For our Heritage project, we need to have a fly through showing what we have developed up to now. This allows us to present to others how our project is coming along, but also allows us to showcase our work to an external client, which may give us the opportunity for our work to be displayed to the public, such as as the Ferens Art Gallery for example. It is also a good development tool for us, allowing us to use the video as a marker. By being able to see how far our project has developed since the last video, it can show us whether we are working to schedule or behind, and also whether we are heading in the right or wrong direction as to whether it looked better or worse then before. Of course this is the first video, but if we made it twice a month, even just using the same video sequence it should be a good indicator of progress.
I started in Unreal by using the Matinee tool, which has now become legacy software since the last time I used it earlier this year. You can however still use it, but I decided to learn and use the latest standard – Master Sequence for creating the video.

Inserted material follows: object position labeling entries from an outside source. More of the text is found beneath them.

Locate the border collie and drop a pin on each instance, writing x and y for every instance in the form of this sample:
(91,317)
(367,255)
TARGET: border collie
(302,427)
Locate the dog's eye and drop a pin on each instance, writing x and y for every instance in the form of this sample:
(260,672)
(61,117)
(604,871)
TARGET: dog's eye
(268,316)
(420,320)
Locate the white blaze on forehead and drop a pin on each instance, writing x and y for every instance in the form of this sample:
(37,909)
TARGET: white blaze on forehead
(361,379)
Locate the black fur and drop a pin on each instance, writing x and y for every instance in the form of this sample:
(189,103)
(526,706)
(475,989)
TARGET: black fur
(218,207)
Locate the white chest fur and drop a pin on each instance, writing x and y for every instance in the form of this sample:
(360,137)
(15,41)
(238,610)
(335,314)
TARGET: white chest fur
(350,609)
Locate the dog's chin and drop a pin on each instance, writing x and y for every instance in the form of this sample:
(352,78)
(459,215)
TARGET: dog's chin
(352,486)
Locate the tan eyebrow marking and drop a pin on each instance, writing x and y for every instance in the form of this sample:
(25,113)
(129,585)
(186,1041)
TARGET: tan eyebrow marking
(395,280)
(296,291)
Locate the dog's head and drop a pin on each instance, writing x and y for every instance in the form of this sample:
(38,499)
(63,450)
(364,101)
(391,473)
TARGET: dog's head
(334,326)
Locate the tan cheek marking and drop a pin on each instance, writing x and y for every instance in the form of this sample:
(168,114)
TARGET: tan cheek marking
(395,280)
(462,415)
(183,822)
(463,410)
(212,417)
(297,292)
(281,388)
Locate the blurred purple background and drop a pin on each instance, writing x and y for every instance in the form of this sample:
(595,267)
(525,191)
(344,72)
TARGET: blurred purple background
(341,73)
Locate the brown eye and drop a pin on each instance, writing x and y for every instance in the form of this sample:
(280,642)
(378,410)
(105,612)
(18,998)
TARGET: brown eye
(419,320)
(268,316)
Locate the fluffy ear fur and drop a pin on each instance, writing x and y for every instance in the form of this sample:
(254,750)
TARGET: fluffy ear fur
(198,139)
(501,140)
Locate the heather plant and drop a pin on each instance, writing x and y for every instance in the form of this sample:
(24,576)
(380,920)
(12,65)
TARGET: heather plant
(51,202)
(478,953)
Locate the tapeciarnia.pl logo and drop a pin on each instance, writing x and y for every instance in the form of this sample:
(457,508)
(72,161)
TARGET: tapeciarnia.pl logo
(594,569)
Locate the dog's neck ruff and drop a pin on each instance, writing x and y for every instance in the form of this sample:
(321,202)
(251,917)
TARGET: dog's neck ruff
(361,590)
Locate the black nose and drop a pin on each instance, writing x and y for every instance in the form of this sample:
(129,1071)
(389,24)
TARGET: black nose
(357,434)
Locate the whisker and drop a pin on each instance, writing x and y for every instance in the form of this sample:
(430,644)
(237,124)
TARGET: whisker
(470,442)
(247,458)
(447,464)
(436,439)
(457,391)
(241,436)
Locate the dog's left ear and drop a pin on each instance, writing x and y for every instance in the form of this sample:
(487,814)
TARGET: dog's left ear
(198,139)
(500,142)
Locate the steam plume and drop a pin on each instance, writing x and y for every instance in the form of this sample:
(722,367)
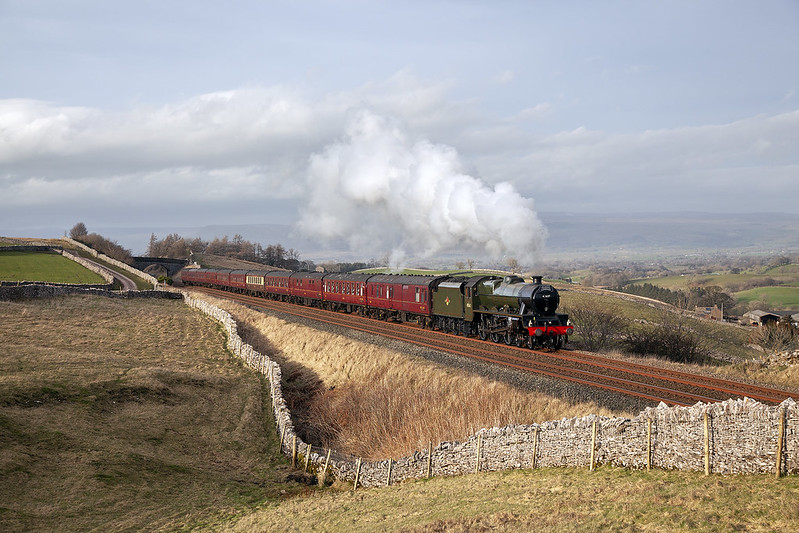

Here is the legacy matinee interface.
Here is the interface for the Master Sequence which is used for editing camera movements, switching between cameras etc.
I also had a problem with the camera rotating back a 180 degrees when I rotated the camera past a -179. This is because after -179 it resets to zero which causes it to spin back, so I had to go onto rotation movements and manually move it past -179 to say -200 for example. I also set up camera cuts which allowed me to switch between cameras, so by the end I had four cameras throughout the scene.
One thing I did not notice until to late is that you are meant to use separate sequences for each camera, which then you can edit each of the shots on the sequence editing as you can see above. Instead I edited all the cameras on one sequence which gives me less freedom and more work.